Parents blast New York Times magazine as 'sick' for defending teacher who taught primary school pupils 'pornography literacy' with lewd images

Parents blast New York Times magazine as 'sick' for defending teacher who taught primary school pupils 'pornography literacy' with lewd images



Parents have blasted the New York Times magazine after the popular tabloid publicized Justine Ang Fonte, a New York teacher who recently became infamous for her sexual education curriculum lessons for children called "pornography literacy."



For seven years, Fonte was the director of health and wellness at the Dalton School on the Upper East Side of Manhattan, New York.


In May this year, she was invited to teach two Zoom lessons on "pornography literacy and consent" to juniors and seniors at the Columbia Grammar and Preparatory School in New York.



Those lessons reportedly included some "masturbation" images, outraging parents and eventually leading to her resignation.


The Zoom lessons never used the term "masturbation," according to Fonte.
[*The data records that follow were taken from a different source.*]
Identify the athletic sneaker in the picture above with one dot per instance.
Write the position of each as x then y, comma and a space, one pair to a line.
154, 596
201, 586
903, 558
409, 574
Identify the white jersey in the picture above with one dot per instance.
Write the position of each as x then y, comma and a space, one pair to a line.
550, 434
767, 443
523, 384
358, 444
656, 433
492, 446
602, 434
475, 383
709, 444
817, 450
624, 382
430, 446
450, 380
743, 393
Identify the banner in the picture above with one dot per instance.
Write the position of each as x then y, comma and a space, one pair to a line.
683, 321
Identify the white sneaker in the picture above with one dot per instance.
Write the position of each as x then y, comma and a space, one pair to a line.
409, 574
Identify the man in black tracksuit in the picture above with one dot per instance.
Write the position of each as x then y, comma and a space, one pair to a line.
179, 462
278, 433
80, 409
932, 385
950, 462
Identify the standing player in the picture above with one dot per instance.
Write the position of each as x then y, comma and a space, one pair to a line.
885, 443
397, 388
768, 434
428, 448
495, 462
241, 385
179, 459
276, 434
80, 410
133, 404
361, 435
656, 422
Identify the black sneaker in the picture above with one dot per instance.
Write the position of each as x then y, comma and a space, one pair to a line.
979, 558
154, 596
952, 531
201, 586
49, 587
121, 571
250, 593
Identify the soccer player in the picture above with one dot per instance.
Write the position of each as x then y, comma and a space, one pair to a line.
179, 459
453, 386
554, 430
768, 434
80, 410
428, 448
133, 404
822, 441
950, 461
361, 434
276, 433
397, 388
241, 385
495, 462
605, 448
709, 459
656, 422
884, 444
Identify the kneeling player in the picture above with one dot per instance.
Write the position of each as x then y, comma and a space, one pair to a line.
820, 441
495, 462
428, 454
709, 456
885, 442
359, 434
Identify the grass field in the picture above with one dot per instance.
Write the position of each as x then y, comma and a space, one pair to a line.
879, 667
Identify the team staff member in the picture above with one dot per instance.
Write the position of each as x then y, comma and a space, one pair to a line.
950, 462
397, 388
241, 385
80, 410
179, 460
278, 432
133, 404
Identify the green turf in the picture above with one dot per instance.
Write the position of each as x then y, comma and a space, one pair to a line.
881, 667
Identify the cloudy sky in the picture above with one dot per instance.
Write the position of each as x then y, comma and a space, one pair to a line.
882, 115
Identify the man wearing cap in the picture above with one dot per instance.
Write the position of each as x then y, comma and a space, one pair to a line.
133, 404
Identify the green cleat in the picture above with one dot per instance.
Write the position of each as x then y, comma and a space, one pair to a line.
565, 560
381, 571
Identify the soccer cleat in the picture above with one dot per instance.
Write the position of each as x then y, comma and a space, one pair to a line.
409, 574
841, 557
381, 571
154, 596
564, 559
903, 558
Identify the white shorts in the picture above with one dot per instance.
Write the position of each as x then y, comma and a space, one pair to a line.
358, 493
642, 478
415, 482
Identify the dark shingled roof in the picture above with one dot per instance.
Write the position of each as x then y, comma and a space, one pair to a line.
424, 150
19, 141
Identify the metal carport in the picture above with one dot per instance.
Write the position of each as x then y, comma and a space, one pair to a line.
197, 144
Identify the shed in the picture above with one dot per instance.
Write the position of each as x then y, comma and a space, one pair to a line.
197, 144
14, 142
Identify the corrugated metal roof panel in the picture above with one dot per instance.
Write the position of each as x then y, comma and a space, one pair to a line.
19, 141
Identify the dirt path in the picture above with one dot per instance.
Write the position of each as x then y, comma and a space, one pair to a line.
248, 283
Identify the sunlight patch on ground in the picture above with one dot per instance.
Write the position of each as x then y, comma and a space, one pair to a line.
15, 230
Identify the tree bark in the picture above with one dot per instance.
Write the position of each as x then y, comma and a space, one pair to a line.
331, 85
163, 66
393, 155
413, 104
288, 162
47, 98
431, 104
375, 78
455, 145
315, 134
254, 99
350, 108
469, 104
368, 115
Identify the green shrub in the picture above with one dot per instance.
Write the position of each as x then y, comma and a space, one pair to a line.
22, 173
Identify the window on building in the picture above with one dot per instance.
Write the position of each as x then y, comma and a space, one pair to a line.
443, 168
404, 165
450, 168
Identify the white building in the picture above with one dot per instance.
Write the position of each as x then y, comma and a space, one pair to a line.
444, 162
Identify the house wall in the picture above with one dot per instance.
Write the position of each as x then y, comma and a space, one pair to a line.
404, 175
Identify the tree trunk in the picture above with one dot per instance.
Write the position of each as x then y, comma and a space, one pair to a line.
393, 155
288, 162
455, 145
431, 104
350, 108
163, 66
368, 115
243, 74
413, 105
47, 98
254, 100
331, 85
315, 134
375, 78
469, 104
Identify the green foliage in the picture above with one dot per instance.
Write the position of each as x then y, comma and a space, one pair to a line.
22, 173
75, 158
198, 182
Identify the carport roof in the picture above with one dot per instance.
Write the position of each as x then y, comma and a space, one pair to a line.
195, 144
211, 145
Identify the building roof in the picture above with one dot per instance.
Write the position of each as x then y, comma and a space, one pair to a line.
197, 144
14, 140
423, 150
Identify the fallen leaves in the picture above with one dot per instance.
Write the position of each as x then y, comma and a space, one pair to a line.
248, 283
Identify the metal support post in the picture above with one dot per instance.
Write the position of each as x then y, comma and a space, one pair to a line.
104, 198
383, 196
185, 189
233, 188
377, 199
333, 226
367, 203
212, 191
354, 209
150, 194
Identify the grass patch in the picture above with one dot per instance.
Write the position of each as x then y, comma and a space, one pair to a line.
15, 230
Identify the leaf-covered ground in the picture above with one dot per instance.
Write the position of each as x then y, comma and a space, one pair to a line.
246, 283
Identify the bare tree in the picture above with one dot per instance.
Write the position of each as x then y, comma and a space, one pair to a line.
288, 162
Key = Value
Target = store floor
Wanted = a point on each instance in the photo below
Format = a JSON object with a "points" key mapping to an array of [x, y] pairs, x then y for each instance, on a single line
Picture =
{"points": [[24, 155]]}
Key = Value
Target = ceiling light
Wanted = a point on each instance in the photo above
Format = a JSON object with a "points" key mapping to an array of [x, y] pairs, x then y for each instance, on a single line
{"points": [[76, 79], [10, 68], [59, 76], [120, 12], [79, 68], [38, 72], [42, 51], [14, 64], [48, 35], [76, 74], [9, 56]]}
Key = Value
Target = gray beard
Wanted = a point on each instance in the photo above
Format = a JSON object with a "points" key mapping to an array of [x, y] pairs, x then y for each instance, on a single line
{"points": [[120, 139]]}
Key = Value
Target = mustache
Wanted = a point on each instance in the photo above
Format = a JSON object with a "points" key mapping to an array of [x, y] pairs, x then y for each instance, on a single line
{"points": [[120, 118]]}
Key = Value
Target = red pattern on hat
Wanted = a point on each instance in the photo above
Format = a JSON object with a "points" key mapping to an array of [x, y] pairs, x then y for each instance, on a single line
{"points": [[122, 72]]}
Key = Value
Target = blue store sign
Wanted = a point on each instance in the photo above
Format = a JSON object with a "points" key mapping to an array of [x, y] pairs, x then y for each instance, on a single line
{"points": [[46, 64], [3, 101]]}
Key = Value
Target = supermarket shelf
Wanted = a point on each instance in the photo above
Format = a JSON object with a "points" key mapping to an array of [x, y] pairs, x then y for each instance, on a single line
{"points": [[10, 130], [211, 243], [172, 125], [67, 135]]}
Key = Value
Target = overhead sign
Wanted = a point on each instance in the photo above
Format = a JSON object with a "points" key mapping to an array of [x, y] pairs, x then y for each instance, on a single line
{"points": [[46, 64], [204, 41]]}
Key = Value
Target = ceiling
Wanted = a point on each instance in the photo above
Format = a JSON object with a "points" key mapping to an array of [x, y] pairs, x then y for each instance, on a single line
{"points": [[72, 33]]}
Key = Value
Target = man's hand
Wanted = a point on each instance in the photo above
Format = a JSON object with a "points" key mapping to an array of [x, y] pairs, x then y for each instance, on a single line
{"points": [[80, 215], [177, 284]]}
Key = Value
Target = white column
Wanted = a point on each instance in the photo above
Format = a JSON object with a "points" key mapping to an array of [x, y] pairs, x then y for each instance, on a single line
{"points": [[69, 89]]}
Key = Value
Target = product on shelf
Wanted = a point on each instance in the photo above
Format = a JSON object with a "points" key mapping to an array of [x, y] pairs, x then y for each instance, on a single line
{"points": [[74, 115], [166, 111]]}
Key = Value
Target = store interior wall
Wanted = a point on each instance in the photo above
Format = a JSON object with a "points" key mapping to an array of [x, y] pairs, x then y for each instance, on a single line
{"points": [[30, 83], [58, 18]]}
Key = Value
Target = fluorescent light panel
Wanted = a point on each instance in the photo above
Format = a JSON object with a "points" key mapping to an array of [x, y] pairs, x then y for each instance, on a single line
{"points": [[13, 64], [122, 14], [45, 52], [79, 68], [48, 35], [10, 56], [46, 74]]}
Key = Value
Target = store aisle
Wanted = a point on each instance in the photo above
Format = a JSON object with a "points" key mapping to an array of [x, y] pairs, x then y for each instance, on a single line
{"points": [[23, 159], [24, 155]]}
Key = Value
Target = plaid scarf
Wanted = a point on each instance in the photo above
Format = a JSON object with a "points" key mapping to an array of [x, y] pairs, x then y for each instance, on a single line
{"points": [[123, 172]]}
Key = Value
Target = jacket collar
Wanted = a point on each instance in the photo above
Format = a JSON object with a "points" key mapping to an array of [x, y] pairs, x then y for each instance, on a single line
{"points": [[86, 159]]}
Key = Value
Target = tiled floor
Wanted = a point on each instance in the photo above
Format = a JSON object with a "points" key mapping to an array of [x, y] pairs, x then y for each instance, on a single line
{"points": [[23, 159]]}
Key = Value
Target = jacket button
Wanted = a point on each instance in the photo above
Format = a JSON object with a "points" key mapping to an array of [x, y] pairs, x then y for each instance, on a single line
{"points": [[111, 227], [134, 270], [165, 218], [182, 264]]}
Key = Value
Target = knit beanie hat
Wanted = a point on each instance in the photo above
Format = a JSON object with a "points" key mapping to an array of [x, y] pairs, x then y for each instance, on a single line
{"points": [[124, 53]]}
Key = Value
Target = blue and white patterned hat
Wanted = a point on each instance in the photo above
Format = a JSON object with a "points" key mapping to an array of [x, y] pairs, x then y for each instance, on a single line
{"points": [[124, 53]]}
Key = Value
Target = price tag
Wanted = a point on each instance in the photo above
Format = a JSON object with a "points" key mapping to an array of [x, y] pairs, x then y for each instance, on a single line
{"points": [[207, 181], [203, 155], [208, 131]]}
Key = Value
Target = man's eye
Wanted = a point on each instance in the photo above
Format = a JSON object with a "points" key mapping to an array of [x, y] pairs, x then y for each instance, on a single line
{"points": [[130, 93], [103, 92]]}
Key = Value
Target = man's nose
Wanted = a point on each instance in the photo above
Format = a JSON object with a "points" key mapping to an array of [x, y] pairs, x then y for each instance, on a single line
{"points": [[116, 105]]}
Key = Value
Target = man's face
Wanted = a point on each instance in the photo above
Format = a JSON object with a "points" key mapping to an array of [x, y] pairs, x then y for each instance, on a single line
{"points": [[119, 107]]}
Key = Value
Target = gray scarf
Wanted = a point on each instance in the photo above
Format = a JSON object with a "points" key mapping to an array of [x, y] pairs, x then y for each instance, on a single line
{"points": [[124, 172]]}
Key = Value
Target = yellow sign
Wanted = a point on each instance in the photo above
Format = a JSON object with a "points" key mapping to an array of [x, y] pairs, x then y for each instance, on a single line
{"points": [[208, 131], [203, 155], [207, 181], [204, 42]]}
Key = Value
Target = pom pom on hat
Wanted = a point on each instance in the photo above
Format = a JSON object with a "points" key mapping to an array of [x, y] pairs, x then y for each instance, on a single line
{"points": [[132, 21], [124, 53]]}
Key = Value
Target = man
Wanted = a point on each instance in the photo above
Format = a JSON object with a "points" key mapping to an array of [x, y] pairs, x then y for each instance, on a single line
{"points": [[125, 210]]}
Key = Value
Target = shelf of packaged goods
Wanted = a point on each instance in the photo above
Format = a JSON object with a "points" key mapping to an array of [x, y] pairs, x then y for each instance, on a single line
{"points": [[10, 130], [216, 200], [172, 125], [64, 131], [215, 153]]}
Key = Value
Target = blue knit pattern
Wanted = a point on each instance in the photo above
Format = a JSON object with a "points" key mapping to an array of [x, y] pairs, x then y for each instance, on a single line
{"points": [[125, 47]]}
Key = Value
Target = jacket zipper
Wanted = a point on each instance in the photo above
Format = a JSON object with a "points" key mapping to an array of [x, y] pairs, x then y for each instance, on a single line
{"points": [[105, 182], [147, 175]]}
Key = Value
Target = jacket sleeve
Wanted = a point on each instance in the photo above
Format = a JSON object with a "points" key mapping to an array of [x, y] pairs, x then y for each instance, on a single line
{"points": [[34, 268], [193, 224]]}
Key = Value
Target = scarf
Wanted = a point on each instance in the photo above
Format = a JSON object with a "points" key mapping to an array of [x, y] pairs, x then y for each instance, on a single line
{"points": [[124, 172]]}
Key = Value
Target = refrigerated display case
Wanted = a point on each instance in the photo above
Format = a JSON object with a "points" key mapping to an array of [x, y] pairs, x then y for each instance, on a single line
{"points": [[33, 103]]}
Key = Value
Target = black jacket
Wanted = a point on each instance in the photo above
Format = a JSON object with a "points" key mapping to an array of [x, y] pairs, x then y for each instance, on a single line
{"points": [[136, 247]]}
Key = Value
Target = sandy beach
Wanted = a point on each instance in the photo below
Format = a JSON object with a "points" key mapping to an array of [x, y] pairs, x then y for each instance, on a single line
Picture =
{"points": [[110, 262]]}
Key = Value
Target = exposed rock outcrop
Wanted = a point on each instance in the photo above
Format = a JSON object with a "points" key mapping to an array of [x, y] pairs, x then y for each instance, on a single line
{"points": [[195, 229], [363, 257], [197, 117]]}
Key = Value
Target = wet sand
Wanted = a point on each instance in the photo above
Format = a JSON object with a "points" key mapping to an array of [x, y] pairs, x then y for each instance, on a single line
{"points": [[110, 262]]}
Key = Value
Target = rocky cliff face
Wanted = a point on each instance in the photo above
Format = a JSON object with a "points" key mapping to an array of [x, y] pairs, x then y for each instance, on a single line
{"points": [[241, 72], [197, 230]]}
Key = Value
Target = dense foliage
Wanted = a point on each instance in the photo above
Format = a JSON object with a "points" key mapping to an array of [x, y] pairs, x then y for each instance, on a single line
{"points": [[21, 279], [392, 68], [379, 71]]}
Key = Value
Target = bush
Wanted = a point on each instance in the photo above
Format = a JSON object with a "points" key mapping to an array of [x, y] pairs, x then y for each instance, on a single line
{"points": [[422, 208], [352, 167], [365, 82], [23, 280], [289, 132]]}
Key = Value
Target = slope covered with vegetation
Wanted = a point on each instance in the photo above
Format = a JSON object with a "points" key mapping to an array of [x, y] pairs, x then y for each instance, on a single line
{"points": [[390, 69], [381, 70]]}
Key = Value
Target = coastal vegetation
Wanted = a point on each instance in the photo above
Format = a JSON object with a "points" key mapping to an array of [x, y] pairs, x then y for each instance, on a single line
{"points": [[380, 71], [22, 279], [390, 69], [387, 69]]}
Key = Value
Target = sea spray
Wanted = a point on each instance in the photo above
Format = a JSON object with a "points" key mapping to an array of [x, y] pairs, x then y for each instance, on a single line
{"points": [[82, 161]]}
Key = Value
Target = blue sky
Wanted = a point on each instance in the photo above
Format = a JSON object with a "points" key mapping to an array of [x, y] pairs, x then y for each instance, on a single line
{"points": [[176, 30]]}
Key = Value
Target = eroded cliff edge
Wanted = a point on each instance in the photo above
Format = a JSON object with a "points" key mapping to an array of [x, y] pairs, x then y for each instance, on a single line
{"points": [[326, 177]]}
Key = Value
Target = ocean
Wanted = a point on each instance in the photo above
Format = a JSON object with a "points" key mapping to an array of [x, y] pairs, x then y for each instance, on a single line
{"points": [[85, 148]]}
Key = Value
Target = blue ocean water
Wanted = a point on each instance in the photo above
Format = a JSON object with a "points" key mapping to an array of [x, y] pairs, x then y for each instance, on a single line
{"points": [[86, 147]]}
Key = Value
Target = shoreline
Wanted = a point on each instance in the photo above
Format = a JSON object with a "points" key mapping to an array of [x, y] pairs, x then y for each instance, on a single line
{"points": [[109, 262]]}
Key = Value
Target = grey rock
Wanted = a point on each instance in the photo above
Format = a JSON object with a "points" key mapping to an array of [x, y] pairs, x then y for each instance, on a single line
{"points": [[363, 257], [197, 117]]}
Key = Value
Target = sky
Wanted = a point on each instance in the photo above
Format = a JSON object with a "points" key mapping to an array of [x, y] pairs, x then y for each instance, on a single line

Instead, Safronova notes, "The lesson was about private parts being private and included a cartoon in which two characters use anatomically correct names for their genitals and say that sometimes it feels good to touch them. ‘It’s OK to touch yourself and see how different body parts feel, but it’s best to only do it in private,’ the narrator tells viewers."



Fonte received backlash for her lessons, however, the New York Times in a post on Thursday, July 8, had a different viewpoint on the controversy and appeared to provide Fonte some backup.






"Pornography literacy classes are supposed to teach students how to critically assess what they see on the screen," the Times tweeted, with a link to its report from Style reporter Valeriya Safronova.